Saturday, 12 July 2014

Private Eye: A sad case of blind injustice Joint enterprise, Issue 1370

A sad case of blind injustice
Joint enterprise, Issue 1370
jordan cunliffe.jpg
WHAT JORDAN COULD SEE: Normal vision, left: and, according to expert evidence from Moorfield’s Eye Hospital, Jordan’s 1/60 vision
JIMMY MCGOVERN’s latest TV drama, Common, shows how short-cut policing can result in large gangs of youths being charged together for a crime under the law of “joint enterprise”. This enables one person to be found guilty over another person’s action, provided they are believed to have acted together for a common purpose and the outcome of that purpose – a violent attack, say – is judged reasonably foreseeable.
One of the real life events which inspired McGovern’s drama concerns the horrific murder of Garry Newlove, who died after an altercation with youths outside his house in Warrington. The pathology report said death was most likely caused by a single forceful kick to the neck. A pathologist told the court that “but for neck injury… from a single forceful kick… Garry Newlove would have walked home”.
Degenerative eye disease
Five youths were charged under the law of joint enterprise, meaning the police did not need to establish who dealt the fatal blow. Three were found guilty. One of the convicted “murderers”, Jordan Cunliffe, aged 15 at the time, had a degenerative eye disease called keratoconus which was so bad that a consultant ophthalmic surgeon told the court he could have been registered blind.
The judge told the jury they could find Jordan guilty if he was at the scene and knew that Mr Newlove might suffer serious injury. Jordan told the court that on the night of the killing he had been drinking and was behind the rest of the group, and wearing no shoes.
After two weeks’ deliberation, it is impossible to know what led the jury to convict blind Jordan for Mr Newlove’s murder, along with two others, Stephen Sorton and Adam Swellings, against whom there was stronger evidence, including DNA. There was no DNA evidence on Jordan’s clothes to link him to the murder, and his brother confirmed to the court that Jordan had been drunk and behind the group, so knew nothing about what happened because he couldn’t see.
Corneal transplant
Sorton, then 19, admitted in court to punching Mr Newlove once; he told his mother at the police station that he had kicked Mr Newlove. At trial, Sorton said that blind Jordan had kicked Mr Newlove.
Sorton and Swelling were sentenced to 18 and 19 years on the basis of eye witness evidence. Jordan was eventually given a 12-year sentence after being found guilty of joint enterprise murder.

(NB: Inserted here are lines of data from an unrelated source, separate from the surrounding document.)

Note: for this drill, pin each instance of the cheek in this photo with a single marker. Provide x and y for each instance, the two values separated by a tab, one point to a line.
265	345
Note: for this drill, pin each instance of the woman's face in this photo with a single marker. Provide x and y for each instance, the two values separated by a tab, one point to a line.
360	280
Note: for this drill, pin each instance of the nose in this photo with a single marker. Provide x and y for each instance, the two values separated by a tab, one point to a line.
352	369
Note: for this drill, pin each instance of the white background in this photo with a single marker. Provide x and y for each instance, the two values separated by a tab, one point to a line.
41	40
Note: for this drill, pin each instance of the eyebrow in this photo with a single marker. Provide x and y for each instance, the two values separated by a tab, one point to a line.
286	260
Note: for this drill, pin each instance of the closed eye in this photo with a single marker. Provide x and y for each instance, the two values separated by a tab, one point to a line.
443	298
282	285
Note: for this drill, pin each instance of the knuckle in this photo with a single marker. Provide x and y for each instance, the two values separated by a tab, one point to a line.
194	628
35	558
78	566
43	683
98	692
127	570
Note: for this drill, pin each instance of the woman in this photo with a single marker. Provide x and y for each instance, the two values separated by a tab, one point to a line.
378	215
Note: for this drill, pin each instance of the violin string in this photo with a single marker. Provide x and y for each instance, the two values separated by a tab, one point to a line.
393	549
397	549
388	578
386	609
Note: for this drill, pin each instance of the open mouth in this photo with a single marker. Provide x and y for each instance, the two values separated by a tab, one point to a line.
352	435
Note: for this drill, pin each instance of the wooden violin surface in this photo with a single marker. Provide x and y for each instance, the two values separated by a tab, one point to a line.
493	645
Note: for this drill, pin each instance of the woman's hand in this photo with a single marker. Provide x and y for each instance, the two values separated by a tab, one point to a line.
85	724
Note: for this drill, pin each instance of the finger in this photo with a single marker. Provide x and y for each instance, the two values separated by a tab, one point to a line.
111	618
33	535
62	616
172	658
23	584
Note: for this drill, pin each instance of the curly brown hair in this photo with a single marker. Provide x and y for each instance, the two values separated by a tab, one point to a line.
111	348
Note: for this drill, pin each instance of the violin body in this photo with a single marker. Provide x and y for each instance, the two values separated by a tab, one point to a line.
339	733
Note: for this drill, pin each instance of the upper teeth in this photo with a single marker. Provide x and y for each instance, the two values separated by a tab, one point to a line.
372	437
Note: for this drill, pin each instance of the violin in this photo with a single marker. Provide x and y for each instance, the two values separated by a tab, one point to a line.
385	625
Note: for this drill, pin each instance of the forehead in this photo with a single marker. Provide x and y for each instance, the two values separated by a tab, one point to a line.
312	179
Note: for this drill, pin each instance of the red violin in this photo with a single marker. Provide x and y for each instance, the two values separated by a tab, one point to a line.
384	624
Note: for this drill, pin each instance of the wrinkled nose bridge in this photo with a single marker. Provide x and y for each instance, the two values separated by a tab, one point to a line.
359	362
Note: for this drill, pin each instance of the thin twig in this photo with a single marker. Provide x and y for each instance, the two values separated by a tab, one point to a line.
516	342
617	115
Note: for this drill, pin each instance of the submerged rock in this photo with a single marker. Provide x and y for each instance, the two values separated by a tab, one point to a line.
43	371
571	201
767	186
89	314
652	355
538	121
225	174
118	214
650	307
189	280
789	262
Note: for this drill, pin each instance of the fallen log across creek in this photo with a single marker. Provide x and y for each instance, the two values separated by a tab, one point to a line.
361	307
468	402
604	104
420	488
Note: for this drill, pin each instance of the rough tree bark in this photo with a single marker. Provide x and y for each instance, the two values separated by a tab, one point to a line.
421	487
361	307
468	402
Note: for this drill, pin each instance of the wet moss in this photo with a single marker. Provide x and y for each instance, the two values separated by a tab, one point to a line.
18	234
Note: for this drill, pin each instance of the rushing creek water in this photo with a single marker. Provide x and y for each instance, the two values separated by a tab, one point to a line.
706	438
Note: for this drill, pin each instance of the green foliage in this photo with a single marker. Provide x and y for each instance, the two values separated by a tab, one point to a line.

Jordan’s vision deteriorated further in prison and he has since had a corneal transplant. New expert evidence from Moorfields Eye Hospital shows in picture form what Jordan could see at the time of the attack: his keratoconus meant he had vision of just 1/60.
Jordan’s mother, Jan Cunliffe, is campaigning against the law of joint enterprise which allows police to round up a gang of youths and charge them all together. After being refused leave to appeal, Jordan is now being represented by the legal team which took up the Hillsborough campaign.